The new coronavirus SARS-CoV-2 caused Coronavirus Disease (COVID-19) in 2019 and is currently rampant worldwide. Scientists are working overtime to develop vaccines and drugs to defeat SARS-CoV-2. Much work is focused on the coronavirus spike protein (S protein), which interacts with angiotensin converting enzyme 2 (ACE2) on the surface of human cells. Combine and allow the virus to invade the cell.

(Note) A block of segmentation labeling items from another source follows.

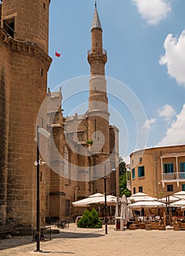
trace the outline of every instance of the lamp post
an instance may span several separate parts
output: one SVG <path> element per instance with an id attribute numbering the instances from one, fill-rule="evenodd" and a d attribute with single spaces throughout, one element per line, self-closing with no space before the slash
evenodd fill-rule
<path id="1" fill-rule="evenodd" d="M 39 135 L 42 134 L 46 138 L 50 137 L 50 133 L 46 131 L 43 128 L 39 128 L 39 126 L 36 127 L 36 162 L 34 165 L 36 165 L 36 252 L 41 252 L 40 250 L 40 186 L 39 186 L 39 178 L 40 178 L 40 165 L 45 164 L 44 162 L 42 162 L 39 159 Z"/>
<path id="2" fill-rule="evenodd" d="M 75 202 L 75 200 L 76 200 L 76 198 L 75 198 L 76 197 L 75 197 L 75 189 L 76 189 L 76 187 L 78 188 L 78 191 L 80 191 L 79 186 L 78 186 L 78 185 L 74 186 L 74 202 Z M 75 222 L 76 222 L 76 211 L 74 210 L 74 222 L 75 223 Z"/>
<path id="3" fill-rule="evenodd" d="M 107 234 L 107 203 L 106 203 L 106 165 L 109 163 L 113 162 L 111 161 L 108 161 L 106 162 L 104 165 L 104 192 L 105 192 L 105 228 L 106 228 L 106 234 Z M 117 169 L 113 168 L 112 170 L 115 171 Z"/>
<path id="4" fill-rule="evenodd" d="M 74 202 L 75 202 L 75 200 L 76 200 L 76 198 L 75 198 L 75 189 L 76 189 L 76 187 L 78 188 L 78 191 L 80 191 L 79 186 L 78 186 L 78 185 L 74 186 Z"/>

At present, in a new study, researchers from the University of California, San Diego, the University of Texas at Austin, and the University of Maynooth in Ireland have discovered that glycans (glycans), as a type of sugar molecules that modify S protein, are here Play a positive role in the process. It may provide new targets for the development of vaccines and drugs. Before the S protein of SARS-CoV-2 interacts with ACE2 on the surface of human cells, the S protein changes its shape to form a receptor binding domain (RBD), which is a protein that interacts with ACE2. Exposed. section. Like many viral proteins, the S protein is covered by a thick layer of glycans. These glycans attached to specific locations help protect the viral protein from the host's immune system. In this new study, these researchers want to know whether certain glycans of the SARS-CoV-2S protein may also play an active role in the process of this virus infection. In order to find
Answer, these researchers used structure and sugar mixture data to establish a molecular dynamics model of the SARS-CoV-2S protein embedded in the viral membrane. These computer models show detailed snapshots of each atom of the S protein, revealing that the N-glycans bound to the protein at specific locations (N165 and N234) in the S protein help stabilize RBD exposure. I did it. It changes shape and promotes infection. These models also identified regions of S protein that were not encapsulated by glycans, which were vulnerable to antibody attack, especially after shape changes. In laboratory experiments using the interference of reflected light from the biofilm layer, it was found that the mutations at the N165 and N234 positions of the S protein no longer carry glycans. This can reduce the binding of S protein to ACE2. These researchers say these findings lay the foundation for the development of new strategies against the threat of this epidemic.